Les difficultés inhérentes à la nature des pulsions

Ce qui confère aux pulsions des propriétés spécifiques permettant d'esquisser des caractéristiques d'un sujet, c'est le lien qu'elles ont avec leurs sources somatiques ou charnelles et avec leurs buts. Si, pour Freud, la pulsion est provoquée par un processus d'excitation au sein d'un organe, son terme est la suppression de cette stimulation organique. Concept fondamental pour Jacques Lacan, avec l'inconscient, le transfert et la répétition, la pulsion constitue une des limites de la compréhension de la spécificité du désir du sujet (« Le transfert et la pulsion », in Les Quatre Concepts fondamentaux de la psychanalyse, 1973).

Les termes pulsion, ou force, énergie, poussée, tels qu'ils sont utilisés dans les sciences physiques, présentent un caractère compulsionnel et démoniaque (dans le sens du daïmôn socratique).

La pulsion comprend un facteur moteur, et ce mouvement est la somme de forces ou la mesure d'exigence de travail psychique qu'elle représente du fait de son rapport au corps. Les pulsions, d'abord figurées dans une perspective dualiste opposant les pulsions du moi et les pulsions sexuelles, sont par la suite supposées être des formes ou des manifestations différentes d'une même énergie de vie.
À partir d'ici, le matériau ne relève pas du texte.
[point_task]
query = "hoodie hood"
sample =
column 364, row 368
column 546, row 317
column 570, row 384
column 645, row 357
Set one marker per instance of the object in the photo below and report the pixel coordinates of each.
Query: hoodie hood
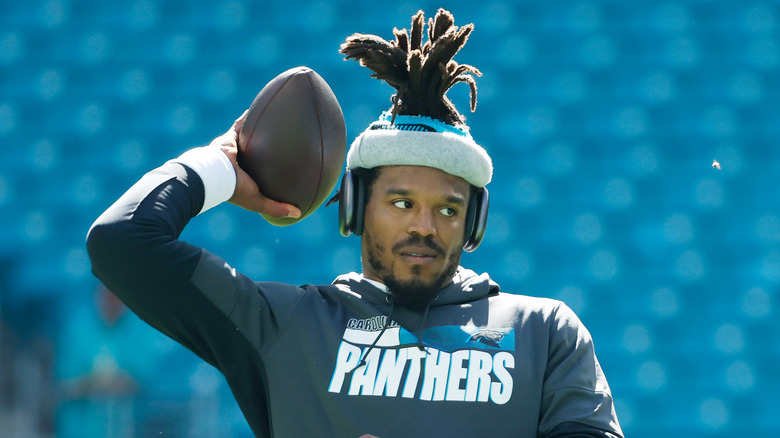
column 466, row 286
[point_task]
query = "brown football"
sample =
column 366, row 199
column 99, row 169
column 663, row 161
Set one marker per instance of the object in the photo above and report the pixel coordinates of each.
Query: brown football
column 293, row 141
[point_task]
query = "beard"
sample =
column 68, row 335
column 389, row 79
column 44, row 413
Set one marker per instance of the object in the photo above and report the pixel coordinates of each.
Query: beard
column 415, row 293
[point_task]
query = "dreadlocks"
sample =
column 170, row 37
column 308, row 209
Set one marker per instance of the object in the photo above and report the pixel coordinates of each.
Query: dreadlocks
column 421, row 74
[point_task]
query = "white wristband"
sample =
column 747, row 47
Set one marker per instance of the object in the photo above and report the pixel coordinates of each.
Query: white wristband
column 216, row 171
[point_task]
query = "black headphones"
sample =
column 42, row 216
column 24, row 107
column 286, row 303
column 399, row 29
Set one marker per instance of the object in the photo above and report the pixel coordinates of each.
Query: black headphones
column 352, row 204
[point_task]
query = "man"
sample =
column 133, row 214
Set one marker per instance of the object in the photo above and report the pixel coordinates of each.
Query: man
column 415, row 345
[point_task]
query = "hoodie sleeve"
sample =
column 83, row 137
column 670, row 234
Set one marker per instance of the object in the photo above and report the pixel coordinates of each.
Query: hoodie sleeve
column 576, row 399
column 182, row 290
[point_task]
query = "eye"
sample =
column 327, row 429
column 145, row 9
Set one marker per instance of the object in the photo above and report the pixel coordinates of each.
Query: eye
column 448, row 211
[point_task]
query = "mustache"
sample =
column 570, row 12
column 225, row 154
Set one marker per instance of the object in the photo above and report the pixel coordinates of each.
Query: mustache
column 417, row 240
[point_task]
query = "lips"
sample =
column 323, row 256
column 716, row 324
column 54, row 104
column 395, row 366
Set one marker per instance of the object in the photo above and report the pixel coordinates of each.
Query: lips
column 416, row 254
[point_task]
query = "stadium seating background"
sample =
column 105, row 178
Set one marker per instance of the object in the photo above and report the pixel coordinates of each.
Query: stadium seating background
column 603, row 119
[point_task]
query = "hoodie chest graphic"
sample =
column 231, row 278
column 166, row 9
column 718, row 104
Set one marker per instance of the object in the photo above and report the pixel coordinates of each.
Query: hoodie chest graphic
column 452, row 363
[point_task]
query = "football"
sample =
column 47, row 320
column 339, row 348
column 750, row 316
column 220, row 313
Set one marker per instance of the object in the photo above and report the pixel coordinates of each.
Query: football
column 293, row 141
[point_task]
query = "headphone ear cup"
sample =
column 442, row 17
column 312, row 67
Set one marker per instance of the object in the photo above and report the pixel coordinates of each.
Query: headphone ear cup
column 347, row 204
column 352, row 201
column 476, row 219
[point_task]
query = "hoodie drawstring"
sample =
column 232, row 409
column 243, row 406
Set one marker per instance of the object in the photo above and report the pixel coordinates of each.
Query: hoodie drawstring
column 385, row 326
column 420, row 345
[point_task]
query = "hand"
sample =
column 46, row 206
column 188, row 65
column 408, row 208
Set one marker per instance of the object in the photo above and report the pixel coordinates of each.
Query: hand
column 247, row 195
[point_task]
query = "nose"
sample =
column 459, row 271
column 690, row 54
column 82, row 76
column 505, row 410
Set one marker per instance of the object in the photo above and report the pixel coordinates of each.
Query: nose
column 422, row 223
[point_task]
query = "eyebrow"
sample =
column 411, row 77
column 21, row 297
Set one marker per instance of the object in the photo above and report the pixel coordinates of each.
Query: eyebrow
column 452, row 199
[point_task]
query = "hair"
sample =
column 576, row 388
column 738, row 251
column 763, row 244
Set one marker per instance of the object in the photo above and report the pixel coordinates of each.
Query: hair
column 420, row 73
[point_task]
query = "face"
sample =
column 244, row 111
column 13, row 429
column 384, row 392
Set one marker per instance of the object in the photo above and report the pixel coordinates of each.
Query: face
column 413, row 231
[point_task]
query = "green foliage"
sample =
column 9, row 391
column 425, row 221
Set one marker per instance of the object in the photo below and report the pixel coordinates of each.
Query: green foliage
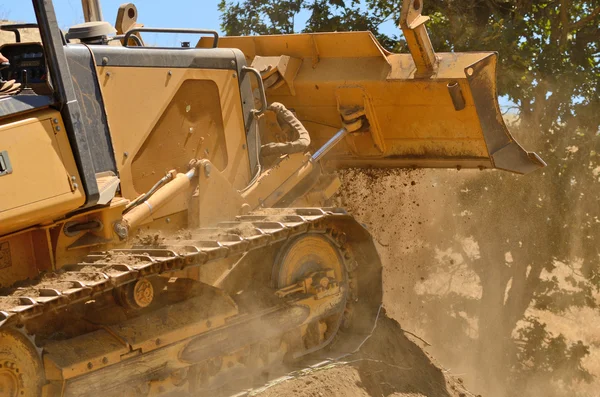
column 550, row 69
column 543, row 356
column 249, row 17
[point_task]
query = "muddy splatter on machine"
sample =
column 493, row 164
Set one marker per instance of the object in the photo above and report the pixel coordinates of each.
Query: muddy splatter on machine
column 164, row 218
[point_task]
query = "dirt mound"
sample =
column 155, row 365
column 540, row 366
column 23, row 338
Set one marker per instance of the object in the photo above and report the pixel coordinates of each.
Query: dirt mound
column 388, row 364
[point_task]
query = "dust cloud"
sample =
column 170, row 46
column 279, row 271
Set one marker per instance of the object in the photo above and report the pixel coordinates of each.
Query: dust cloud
column 430, row 286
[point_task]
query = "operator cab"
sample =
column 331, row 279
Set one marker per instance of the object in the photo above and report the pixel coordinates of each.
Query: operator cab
column 26, row 67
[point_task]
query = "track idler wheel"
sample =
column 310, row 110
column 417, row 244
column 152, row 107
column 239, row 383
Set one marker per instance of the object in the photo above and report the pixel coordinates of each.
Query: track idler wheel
column 309, row 254
column 137, row 295
column 21, row 370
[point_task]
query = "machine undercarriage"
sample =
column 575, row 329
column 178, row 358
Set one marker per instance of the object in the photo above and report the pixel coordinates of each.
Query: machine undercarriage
column 164, row 218
column 121, row 310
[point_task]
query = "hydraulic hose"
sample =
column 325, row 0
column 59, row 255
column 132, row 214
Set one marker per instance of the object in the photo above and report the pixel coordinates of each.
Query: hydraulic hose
column 284, row 116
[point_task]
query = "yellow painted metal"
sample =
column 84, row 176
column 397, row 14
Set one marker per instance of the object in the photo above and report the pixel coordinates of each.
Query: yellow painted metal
column 145, row 108
column 413, row 119
column 44, row 183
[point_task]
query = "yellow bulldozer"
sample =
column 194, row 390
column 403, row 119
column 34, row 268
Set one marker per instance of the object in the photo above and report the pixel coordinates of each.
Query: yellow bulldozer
column 164, row 212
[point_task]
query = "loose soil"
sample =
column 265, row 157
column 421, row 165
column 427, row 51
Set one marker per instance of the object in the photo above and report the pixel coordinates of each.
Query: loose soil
column 388, row 364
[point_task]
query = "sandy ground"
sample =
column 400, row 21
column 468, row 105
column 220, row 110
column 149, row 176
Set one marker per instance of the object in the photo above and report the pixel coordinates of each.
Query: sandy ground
column 391, row 362
column 388, row 364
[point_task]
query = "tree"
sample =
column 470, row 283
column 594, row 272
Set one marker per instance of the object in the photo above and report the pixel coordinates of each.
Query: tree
column 550, row 70
column 249, row 17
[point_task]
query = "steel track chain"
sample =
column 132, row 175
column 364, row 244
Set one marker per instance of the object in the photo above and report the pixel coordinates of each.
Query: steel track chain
column 101, row 272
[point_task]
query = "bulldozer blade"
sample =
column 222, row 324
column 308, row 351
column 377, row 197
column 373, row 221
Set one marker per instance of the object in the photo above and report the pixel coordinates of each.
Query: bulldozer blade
column 446, row 119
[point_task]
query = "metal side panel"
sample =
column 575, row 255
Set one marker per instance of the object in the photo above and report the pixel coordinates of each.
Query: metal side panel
column 88, row 94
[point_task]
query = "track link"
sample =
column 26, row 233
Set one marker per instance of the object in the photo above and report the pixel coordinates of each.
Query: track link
column 101, row 272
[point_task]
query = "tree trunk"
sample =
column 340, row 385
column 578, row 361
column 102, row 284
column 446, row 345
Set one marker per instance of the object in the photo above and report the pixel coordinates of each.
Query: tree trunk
column 491, row 363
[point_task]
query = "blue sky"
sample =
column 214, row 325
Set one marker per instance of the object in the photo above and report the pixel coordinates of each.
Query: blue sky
column 152, row 13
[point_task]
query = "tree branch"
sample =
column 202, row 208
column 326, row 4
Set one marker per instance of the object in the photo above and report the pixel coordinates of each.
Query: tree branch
column 584, row 21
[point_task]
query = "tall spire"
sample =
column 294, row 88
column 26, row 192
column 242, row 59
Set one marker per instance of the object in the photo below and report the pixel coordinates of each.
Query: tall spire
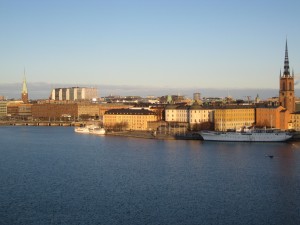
column 286, row 71
column 24, row 89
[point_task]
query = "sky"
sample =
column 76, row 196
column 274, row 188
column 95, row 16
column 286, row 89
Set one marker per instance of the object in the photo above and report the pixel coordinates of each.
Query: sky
column 183, row 46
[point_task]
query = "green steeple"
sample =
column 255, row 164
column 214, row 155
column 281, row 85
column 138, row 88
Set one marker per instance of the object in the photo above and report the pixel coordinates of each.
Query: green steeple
column 24, row 89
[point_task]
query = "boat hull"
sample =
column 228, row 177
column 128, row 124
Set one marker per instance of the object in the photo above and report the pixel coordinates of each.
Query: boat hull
column 245, row 137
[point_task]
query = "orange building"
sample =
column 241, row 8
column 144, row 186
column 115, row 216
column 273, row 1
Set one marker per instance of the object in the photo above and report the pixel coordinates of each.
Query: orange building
column 273, row 117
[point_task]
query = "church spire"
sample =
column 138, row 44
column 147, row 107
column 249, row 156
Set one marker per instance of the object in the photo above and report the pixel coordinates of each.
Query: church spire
column 286, row 71
column 24, row 95
column 24, row 89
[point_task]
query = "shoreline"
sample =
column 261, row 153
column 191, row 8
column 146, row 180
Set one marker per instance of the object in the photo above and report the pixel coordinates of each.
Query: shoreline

À partir de 1915, l'idée de pulsions partielles (l'objet désiré satisfaisant au but de la jouissance) va prendre le pas sur celle d'une pulsion sexuelle.

Dans sa dimension biologique, la pulsion renvoie aux grands besoins du corps. Par exemple, la pulsion sexuelle, le désir, est envisagée par analogie avec la pulsion de se nourrir, la faim.

En fait, il semble que l'insatisfaction d'un désir préside à l'émergence de pulsions. De plus, les tensions et les conflits entre les pulsions engendrent la dynamique du sujet dans l'élaboration de son activité motrice, mais aussi dans son fonctionnement psychique. La pulsion a un objet. La définition du rapport entre la pulsion et son objet contraint à distinguer nettement la pulsion de l'instinct. Est objet pour la pulsion ce qui sert de véhicule pour que celle-ci atteigne son but. En conséquence, cet objet est changeant et, de façon secondaire, la pulsion revêt un caractère changeant et partiel. Pour Lacan, étant nécessairement inassouvie ou manquée, et donc jamais comblée, elle est pour cela même incessamment relancée. Ce dernier interprète la pulsion comme une prise en charge par le sujet (sujet parlant) de ce qui relève de l'organisme.

Quant à la notion de pulsion de mort, elle reste pour Freud de l'ordre des spéculations, c'est-à-dire qu'aucune expérience ne la manifeste, sinon peut-être comme une pulsion d'agression ou une pulsion d'emprise (Au-delà du principe de plaisir, 1920).

Il flotte autour de cette notion des principes sauvages et l'image d'une action trouble pour l'agent comme pour le milieu où elle intervient. Le terme « pulsion », au xxe siècle, a été souvent confondu à tort avec instinct, parfois avec besoin, et plus rarement avec impulsion. En anglais courant, le terme signifie à la fois instinct, mouvement impossible à réfréner, assimilé à un mouvement animal qui ne peut être calmé, détourné ou évacué par le raisonnement ou par la volonté.

L'invocation de pulsions, dans un sens détourné, peut servir d'excuses ou de circonstances atténuantes aux actes réprimés par la loi ou par la morale. Dans son emploi courant, une pulsion (au singulier) désigne l'incapacité à choisir ou à se déterminer du fait d'un désir incontrôlable pour le sujet.

Les pulsions sont à la fois ce qui donne à l'être la force de vivre, en tant que moteur du sujet, et ce qui provoque la constitution des symptômes névrotiques, en raison de leur caractère parfois inconciliable.